The cocktail programme is based on the five tenets — Harmony, Experimentation, Authenticity, Reverence, and The Spirit, and is themed as the HEART. The food menu is quite extensive, and you will be spoiled for choice when it comes to the appetisers alone. There are a number of options for both vegetarians and meat eaters. One of the highlights is the Loya kachori chaat, which comes with dried green pea vatana, anardana and saunth chutney. Then there is the ghost chilli murg tikka, which comes with a refreshing carrot-coconut puree and carrot salad, and the soft minced meat chapli kebab served on flaked paratha. Those who like seafood must check out the timbri jhinga, which comes with a shrub seed marinade and bhang jeera chutney.
Some of the ingredients such as the chilli and the pahadi pepper, or even the wadis used later in breads and main course dishes, have rather strong flavour profiles by themselves. However, it is to the chefs’ credit that none of these ingredients overpower the other produce that goes into the dishes. There is a lovely balance, with the herbs and spices adding just the right colour to the tapestry of flavours.

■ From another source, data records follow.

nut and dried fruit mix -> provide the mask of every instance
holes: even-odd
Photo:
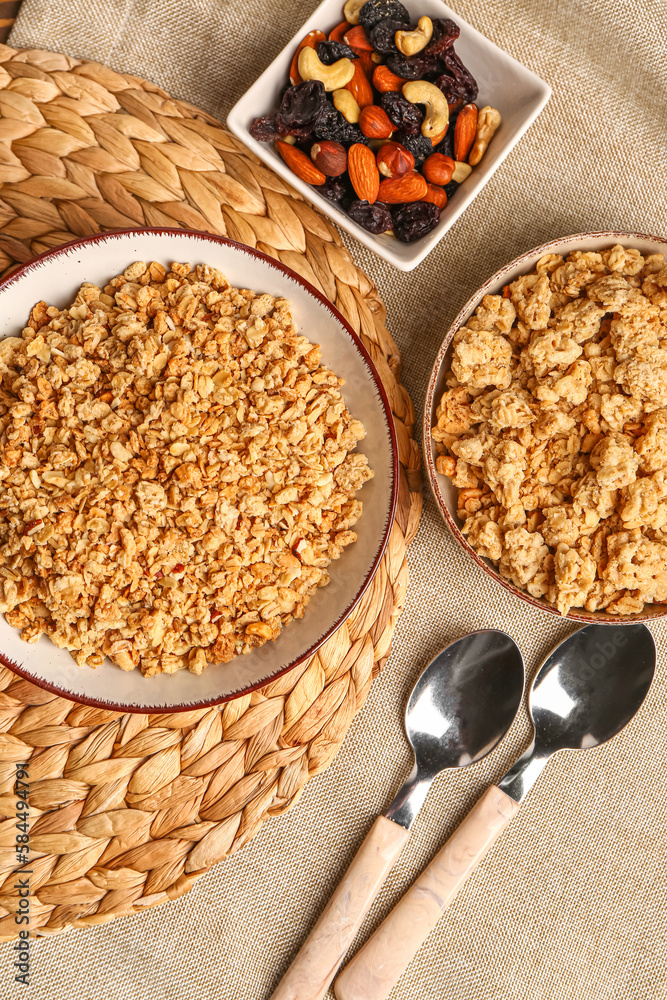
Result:
[[[667,601],[667,264],[542,257],[451,346],[433,428],[463,532],[561,614]]]
[[[299,43],[280,107],[250,134],[354,222],[412,243],[484,155],[500,125],[450,18],[415,23],[400,0],[347,0],[345,18]]]
[[[225,663],[354,542],[364,428],[289,302],[135,262],[0,340],[0,611],[79,664]]]

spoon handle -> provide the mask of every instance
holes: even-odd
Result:
[[[338,1000],[384,1000],[468,876],[519,808],[492,785],[445,846],[347,965],[334,986]]]
[[[404,827],[378,816],[271,1000],[324,997],[408,836]]]

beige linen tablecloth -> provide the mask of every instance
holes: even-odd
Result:
[[[25,0],[10,43],[139,74],[224,117],[314,0]],[[444,331],[500,265],[552,237],[665,230],[667,5],[459,0],[461,16],[553,87],[491,182],[413,274],[348,241],[377,282],[421,412]],[[261,109],[258,109],[258,113]],[[498,626],[532,673],[570,626],[521,606],[457,548],[429,498],[391,659],[328,772],[184,898],[40,941],[7,1000],[263,1000],[409,769],[402,712],[429,657]],[[662,651],[667,626],[653,633]],[[420,952],[395,1000],[665,1000],[667,675],[611,744],[552,761]],[[359,942],[526,742],[525,711],[476,767],[442,776]],[[358,942],[358,943],[359,943]]]

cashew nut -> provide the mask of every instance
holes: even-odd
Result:
[[[396,48],[404,56],[414,56],[425,49],[431,41],[433,21],[430,17],[420,17],[414,31],[397,31],[394,35]]]
[[[452,180],[456,181],[457,184],[463,184],[467,177],[470,177],[472,173],[472,167],[467,163],[462,163],[460,160],[456,160],[456,166],[454,167],[454,173],[452,174]]]
[[[496,134],[500,121],[500,112],[496,111],[495,108],[490,108],[488,104],[480,111],[477,116],[477,135],[468,157],[468,163],[471,167],[476,167],[484,156],[486,147]]]
[[[304,49],[305,51],[305,49]],[[336,65],[334,63],[334,65]],[[299,66],[301,73],[301,66]],[[301,73],[303,76],[303,73]],[[403,84],[403,97],[411,104],[423,104],[426,117],[422,122],[422,135],[427,139],[444,133],[449,123],[449,105],[443,92],[426,80],[408,80]]]
[[[319,80],[325,90],[339,90],[354,76],[351,59],[338,59],[325,66],[315,49],[306,47],[299,53],[299,76],[302,80]]]
[[[347,0],[343,7],[343,17],[348,24],[359,24],[359,11],[366,3],[366,0]]]
[[[356,125],[359,121],[361,108],[357,104],[354,94],[345,89],[334,90],[333,102],[336,111],[340,111],[343,118],[346,118],[349,122],[353,122]]]

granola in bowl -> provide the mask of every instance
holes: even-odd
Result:
[[[134,262],[0,340],[0,611],[80,664],[201,673],[277,638],[373,475],[289,302]]]
[[[544,254],[448,358],[435,468],[473,549],[563,615],[667,601],[663,254]]]

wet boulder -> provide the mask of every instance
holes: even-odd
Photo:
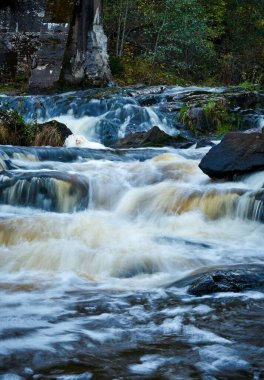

In the main course, make sure to order the kathal baingan bharta and a mild Attari murg. The latter goes really well with the Amritsari wadi kulcha, with its light flavour complementing the robust textures of the crushed wadis in the bread. In fact, the kulcha is extremely addictive, and can be eaten by itself or with two variants of dal: paanch-ratni and jakhiya, which is a spice found in parts of Uttarakhand and Himachal Pradesh. Another unique creation is the Kangra Khodiya Gosht, which gets its black colour from hand-crushed and charred walnut ink. It is best paired with a gola paratha, which is a compact package of layered bread and ghee. Round off the meal with some doodh jalebi served with three flavours or milk—pista, chuara and kesar.